Front Oncol. 2019 Jun 25;9:555. doi: 10.3389/fonc.2019.00555. eCollection 2019.
Primary spinal Ewing sarcoma (ES)/peripheral primitive neuroectodermal tumors (pPNETs) are extremely rare, and the current understanding of these tumors is poor. The authors aimed to illustrate the clinical characteristics of primary spinal ES/pPNETs and to discuss prognostic factors by survival analysis. A total of 40 patients who were pathologically diagnosed with primary spinal ES/pPNETs between 2000 and 2018 were enrolled in this study. Progression-free survival (PFS) and overall survival (OS) were estimated by the Kaplan-Meier method to identify potential prognostic factors. Factors of ≤ 0.1 in the Log-rank tests were subjected to multivariate analysis by Cox regression analysis. The mean follow-up period was 23.8 (range, 2-93) months, and 24 (60.0%) patients had local recurrence and 11 (27.5%) patients had distant metastasis. The 1-, 2-, and 5-year PFS rates were 57.7, 30.4, and 9.5%, respectively. The 1-, 2-, and 5-year OS rates were 74.8, 50.7, and 12.2%, respectively. The univariate analysis suggested that resection mode, postoperative Frankel score, adjuvant chemotherapy and adjuvant radiotherapy were potential prognostic factors for OS and PFS. However, after these factors were subjected to multivariate analyses, only adjuvant radiotherapy and resection mode remained as independent prognostic factors. Total en bloc resection can significantly improve PFS for primary spinal ES/pPNETs and adjuvant radiotherapy was a favorable factor for PFS. Total en bloc resection and adjuvant radiotherapy considerably improve OS for patients with primary spinal ES/pPNETs.

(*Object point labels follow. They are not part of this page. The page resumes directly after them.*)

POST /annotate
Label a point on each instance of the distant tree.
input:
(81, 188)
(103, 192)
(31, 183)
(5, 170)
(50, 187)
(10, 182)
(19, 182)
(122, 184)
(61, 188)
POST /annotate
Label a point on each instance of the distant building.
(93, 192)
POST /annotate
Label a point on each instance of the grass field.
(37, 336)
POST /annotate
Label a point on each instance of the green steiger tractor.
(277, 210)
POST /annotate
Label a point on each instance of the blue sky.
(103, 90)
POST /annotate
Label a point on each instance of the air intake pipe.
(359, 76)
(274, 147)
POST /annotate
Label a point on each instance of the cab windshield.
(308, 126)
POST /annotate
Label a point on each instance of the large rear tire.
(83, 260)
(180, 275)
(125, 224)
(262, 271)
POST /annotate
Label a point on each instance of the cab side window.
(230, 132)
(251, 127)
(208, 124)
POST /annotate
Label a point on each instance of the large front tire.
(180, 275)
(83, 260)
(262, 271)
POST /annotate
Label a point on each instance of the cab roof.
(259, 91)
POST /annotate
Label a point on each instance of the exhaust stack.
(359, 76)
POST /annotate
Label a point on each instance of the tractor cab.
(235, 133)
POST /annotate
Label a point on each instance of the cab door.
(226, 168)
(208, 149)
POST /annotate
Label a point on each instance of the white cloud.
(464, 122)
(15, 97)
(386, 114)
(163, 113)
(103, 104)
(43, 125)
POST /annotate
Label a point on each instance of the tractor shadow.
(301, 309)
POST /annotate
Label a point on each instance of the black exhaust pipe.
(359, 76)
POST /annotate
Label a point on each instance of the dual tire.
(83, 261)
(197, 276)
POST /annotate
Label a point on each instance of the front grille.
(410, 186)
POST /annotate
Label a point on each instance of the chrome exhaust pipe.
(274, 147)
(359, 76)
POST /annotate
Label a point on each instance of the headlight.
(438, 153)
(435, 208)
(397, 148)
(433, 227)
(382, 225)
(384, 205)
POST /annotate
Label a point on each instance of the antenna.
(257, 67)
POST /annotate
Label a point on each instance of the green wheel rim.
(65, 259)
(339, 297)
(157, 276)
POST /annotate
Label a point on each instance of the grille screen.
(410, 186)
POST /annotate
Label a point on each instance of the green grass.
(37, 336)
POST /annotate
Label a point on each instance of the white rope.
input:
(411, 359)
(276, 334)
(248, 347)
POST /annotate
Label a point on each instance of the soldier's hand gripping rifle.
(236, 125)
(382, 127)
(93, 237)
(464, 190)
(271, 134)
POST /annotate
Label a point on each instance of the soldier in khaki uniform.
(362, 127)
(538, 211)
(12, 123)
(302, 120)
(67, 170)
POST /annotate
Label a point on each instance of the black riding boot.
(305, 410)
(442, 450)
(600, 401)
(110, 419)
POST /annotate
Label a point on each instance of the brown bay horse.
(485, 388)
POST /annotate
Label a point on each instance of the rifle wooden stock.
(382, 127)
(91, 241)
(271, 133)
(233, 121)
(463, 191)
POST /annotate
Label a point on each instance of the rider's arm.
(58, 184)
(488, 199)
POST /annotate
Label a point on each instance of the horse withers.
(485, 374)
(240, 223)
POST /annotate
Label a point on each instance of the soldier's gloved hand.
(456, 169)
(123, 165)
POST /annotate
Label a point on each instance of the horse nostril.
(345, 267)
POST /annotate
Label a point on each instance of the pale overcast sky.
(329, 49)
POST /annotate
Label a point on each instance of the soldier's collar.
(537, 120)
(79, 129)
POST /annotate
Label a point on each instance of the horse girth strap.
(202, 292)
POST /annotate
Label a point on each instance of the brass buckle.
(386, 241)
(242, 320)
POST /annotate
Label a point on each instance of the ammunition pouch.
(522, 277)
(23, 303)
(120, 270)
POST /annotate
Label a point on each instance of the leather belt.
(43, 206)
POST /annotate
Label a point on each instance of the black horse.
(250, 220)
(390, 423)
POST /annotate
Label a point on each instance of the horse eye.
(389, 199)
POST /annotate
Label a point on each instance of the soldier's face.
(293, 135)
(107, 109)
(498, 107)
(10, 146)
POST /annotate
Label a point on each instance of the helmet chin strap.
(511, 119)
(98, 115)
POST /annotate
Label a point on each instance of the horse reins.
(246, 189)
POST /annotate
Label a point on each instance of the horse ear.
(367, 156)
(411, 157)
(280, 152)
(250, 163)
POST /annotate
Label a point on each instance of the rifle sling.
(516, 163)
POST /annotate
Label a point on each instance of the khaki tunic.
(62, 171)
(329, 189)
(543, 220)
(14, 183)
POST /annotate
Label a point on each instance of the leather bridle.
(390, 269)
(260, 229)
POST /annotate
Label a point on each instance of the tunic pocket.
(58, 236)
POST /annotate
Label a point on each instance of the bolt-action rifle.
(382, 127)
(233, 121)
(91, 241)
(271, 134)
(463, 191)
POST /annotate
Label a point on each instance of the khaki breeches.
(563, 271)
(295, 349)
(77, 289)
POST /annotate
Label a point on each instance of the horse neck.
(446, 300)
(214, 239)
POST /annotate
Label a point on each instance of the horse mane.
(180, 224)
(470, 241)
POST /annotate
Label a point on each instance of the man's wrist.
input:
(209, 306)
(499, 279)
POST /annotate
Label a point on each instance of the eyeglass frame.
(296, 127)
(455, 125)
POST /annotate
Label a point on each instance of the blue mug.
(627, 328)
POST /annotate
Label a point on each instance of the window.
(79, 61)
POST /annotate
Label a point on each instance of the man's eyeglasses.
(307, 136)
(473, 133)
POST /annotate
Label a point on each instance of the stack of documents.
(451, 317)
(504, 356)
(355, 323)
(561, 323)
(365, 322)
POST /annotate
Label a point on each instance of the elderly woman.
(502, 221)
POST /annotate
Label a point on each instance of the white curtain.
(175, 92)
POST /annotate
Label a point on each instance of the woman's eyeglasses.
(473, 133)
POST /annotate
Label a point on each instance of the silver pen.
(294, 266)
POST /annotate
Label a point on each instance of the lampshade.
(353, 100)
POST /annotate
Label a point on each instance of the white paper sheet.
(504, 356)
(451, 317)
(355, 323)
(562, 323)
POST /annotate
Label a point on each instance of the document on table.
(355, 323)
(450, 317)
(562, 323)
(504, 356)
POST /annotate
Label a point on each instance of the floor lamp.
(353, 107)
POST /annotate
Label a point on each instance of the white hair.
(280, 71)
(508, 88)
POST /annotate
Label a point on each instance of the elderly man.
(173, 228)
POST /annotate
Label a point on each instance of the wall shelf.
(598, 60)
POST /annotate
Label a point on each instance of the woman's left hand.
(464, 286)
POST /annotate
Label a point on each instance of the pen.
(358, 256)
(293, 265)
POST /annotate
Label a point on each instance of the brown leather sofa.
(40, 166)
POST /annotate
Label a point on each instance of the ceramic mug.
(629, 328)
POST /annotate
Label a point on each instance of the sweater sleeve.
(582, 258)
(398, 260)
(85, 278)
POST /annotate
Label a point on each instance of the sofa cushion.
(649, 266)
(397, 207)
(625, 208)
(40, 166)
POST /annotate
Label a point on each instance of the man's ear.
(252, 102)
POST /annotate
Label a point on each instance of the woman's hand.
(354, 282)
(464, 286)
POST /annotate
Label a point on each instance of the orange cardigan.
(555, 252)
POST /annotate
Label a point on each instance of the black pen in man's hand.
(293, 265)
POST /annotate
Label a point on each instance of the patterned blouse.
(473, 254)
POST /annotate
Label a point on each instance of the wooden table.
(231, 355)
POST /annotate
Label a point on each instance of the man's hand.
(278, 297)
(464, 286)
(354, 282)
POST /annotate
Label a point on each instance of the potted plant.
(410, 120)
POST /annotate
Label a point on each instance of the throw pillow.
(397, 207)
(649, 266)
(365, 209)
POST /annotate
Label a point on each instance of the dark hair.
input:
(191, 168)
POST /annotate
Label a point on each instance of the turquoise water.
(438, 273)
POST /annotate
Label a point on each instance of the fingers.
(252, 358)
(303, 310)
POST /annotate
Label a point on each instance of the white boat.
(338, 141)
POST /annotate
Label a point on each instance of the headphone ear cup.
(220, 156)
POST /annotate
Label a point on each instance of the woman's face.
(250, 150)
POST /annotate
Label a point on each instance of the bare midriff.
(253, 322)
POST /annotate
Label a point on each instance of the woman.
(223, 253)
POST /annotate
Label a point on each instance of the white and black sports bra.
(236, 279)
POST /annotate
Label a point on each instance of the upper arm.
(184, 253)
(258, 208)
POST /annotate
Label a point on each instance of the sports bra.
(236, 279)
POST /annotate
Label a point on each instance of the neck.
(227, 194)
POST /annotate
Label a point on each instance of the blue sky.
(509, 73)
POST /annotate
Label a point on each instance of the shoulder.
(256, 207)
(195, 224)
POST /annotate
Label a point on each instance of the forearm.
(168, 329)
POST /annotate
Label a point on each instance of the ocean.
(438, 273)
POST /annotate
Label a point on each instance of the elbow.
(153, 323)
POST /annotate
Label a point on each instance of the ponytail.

原发性脊柱尤文肉瘤(ES)/外周原始神经外胚层肿瘤(pPNETs)极为罕见,目前对这些肿瘤的了解甚少。作者旨在阐述原发性脊柱ES/pPNETs的临床特征,并通过生存分析探讨预后因素。本研究纳入了2000年至2018年间40例经病理诊断为原发性脊柱ES/pPNETs的患者。采用Kaplan-Meier法估计无进展生存期(PFS)和总生存期(OS),以确定潜在的预后因素。对数秩检验中P≤0.1的因素通过Cox回归分析进行多因素分析。平均随访时间为23.8(范围2 - 93)个月,24例(60.0%)患者出现局部复发,11例(27.5%)患者出现远处转移。1年、2年和5年的PFS率分别为57.7%、30.4%和9.5%。1年、2年和5年的OS率分别为74.8%、50.7%和12.2%。单因素分析表明,切除方式、术后Frankel评分、辅助化疗和辅助放疗是OS和PFS的潜在预后因素。然而,在对这些因素进行多因素分析后,只有辅助放疗和切除方式仍然是独立的预后因素。整块切除可显著提高原发性脊柱ES/pPNETs的PFS,辅助放疗是PFS的有利因素。整块切除和辅助放疗可显著提高原发性脊柱ES/pPNETs患者的OS。